VANCOUVER, Wash. – An exploratory study with implications for the growing gig-economy indicates there were only two kinds of workers during COVID‑19: the haves and the have‑nots.
Using data collected from 315 employed adults across 45 U.S. states and the District of Columbia, researchers examined how workers were affected by precarity — a persistent insecurity in employment or income. They looked at a range of measures related to precarity including job insecurity, financial insecurity, prior unemployment, household income and underemployment.
What they found was that most employees either had all positives or all negatives on these measures with little in between.
“We were expecting to find different nuanced groups. We didn’t. We only found two: those that were doing well and those that were doing really poorly,” said lead author Andrea Bazzoli, a Washington State University psychology doctoral candidate. “It’s a sign of a two-speed economy and the K‑shaped economic recovery: some people are being left behind. That is pretty concerning as we recover as a nation from the COVID‑19 pandemic.”
The study, published in the International Journal of Environmental Research and Public Health, looked only at data from employed people recruited through Amazon’s crowdsourcing site MTurk in October and December of 2020. The sample did not include currently unemployed people, and most of the participants had traditional employment rather than freelance or contract-work typical of the gig economy — yet the researchers still found this divide with about 25% of workers falling in the have-not category.
There was little difference demographically among the haves and have‑nots in terms of gender, race and age. The only difference was that the haves were somewhat better educated than the have‑nots; among employees who were doing well 50% had college degrees compared to 35% of the workers who were faring poorly.
The have‑nots also reported a host of negative outcomes including worse physical health, life satisfaction and work-family conflict as well as lower job satisfaction and commitment to their employers.
Precarity can create a spiraling effect, said co‑author Tahira Probst, a WSU psychology professor. For instance, if employees have insufficient income, they may not be able to afford doctor’s visits or medications leading to poor health, which can make them less fit for their jobs, which then increases their job insecurity, which can further deteriorate their health.
“These cycles have implications for organizations as well as for the employees themselves,” Probst said. “This serves as a warning: as we see increasing reliance on non-standard employment relationships in the gig economy that by definition, contractually, have higher levels of precarity, we’re going to see more people falling into this group with more instances of these negative outcomes. Therefore, it is important for companies and society at large to identify places where we can short-circuit these loss spirals.”

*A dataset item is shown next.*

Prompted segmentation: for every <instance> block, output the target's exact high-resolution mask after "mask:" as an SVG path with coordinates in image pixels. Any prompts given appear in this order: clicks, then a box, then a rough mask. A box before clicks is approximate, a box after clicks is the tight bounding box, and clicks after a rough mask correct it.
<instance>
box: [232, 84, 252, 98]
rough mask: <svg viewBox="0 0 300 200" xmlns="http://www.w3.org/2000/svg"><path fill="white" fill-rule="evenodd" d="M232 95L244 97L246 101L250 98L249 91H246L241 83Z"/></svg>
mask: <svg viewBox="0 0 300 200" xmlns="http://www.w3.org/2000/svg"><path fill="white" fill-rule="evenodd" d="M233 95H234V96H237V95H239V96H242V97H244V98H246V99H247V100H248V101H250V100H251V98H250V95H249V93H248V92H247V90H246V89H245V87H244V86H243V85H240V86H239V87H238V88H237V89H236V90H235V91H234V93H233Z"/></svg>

More research needs to be done, Bazzoli and Probst said, including replicating these results with a broader, more representative group of U.S. workers and extending the analysis to data from Europe to see if countries with stronger safety nets have different outcomes for employees.
In the meantime, the researchers suggested that organizations consider all the effects of relying on precarious work arrangements such as those in the gig economy, which Bazzoli called a “double-edged sword.”
“Organizations might see some benefits from non-standard work arrangements because they save money, but it comes with side effects of a less healthy, less productive and less committed workforce,” he said. “Is it worth prioritizing the short-term goal of saving money by using those type of arrangements? Because there are long-term consequences.”
In addition to Bazzoli and Probst, co‑author Jasmina Tomas from University of Zagreb in Croatia worked on this study as part of a Fulbright fellowship at WSU.